Aryel Cianflone: Yeah.
Thomas McConkie: It's a really basic practice, and we all are really intuitive about ... The moment I used the metaphor listening filters, people are like, "Oh, that's my favorite listening filter, to find the flaw in what someone is saying".
Aryel Cianflone: Totally.
Thomas McConkie: Right? Then, the moment I suggested there's a generative possibility where you can just actually treat someone's expression as something precious with some reverence.
Aryel Cianflone: Yeah.
Thomas McConkie: Everyone knows exactly how they go to that place.
Aryel Cianflone: Yeah. Yeah. I mean, it reminds me of Edward de Bono's Thinking Hats, and I like how he does this thing where he makes it physical, where he's like, "When you're wearing a yellow hat, you're thinking in this. What you're thinking, really positively and just riffing on everything and saying yes to everything, and you're wearing a black hat and you're approaching everything in a really negative way, so I love that we're seeing this same patterns of thought and approaching conversation from you and from these different places, and I think it's because you're right. They really resonate with people, and they hear filters, and they're like, "Oh, I'm totally doing that myself as well".
Thomas McConkie: Yeah. Right. That's something I really stress in a mindfulness practice. It's easy to believe that when you hear the word 'Mindfulness', you're like, "Oh, I don't know what that is", or "I've heard what it is, but I don't do it". Mindfulness in its essence is who we already are. Right?
We're this aware presence, and it's a choiceful awareness. We can be creative with our awareness. That's all mindfulness is. We're all at our very hearts. Mindful, and we just need some reminding.
Aryel Cianflone: Yeah. For people who are listening to this and they're like, "Oh my gosh. This is totally ..." I keep saying 'Resonating', but give me a different word. Anyway, for people who are listening and feeling like this really is resonating with them, what would be a next step or article or a book or something that you feel like is really helpful and progressing that path or developing those generative listening skills?
Thomas McConkie: Yeah. There's a wealth of resources out there. One thing I tell people is to be discerning. There are a lot of teachings out there, a lot of different schools and styles of practicing mindfulness.
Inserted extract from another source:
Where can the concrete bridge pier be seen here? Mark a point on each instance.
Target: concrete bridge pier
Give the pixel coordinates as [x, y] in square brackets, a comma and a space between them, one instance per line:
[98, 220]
I encourage people to really be discerning, and if they don't resonate with a particular teaching, that's okay. I mean, after 20 years, there have been teachers that I study with for an hour. I go to a single class, a single talk, and I take it in, and I move on, and then there are teachers that I've been studying with for almost 20 years, and it's just a bottomless well and I sense there's something in it for me. For people who feel like, "Yes. What this guy is saying right now, it's landing in me. I know it means something and I want to pay more attention to it", I would say to just follow your nose, and reserve this right of refusal.
If one teaching isn't resonating, feel free to move to the next, and I promise over time, you'll come across something. It's like, "Woah. I need to spend a little bit of time here", and that's a really satisfying thing to come into that relationship with a teacher or with the teaching.
Aryel Cianflone: Yeah. Thank you so much for taking the time, Thomas. I mean, every time I sit down with you, I just feel like, "Wow. I really did learn some things that's meaningful and that's beneficial." I mean, even also when I'm listening to your podcast every time, it's like a moment to just breathe out and be calm, and yeah, pay attention to how we pay attention.
Thomas McConkie: Thank you, Aryel. Yeah. I appreciate that. Yeah. Mindfulness+, it's a podcast.
Like I said, there's a lot of good mindfulness teaching out there. Mindfulness+ incorporates more of the developmental components, so that's something that I'm really passionate about and I love to share on the podcast, so you can check that out.
Aryel Cianflone: Thank you so much.
Thomas McConkie: Yeah. Thanks, Aryel. It's good to be with you.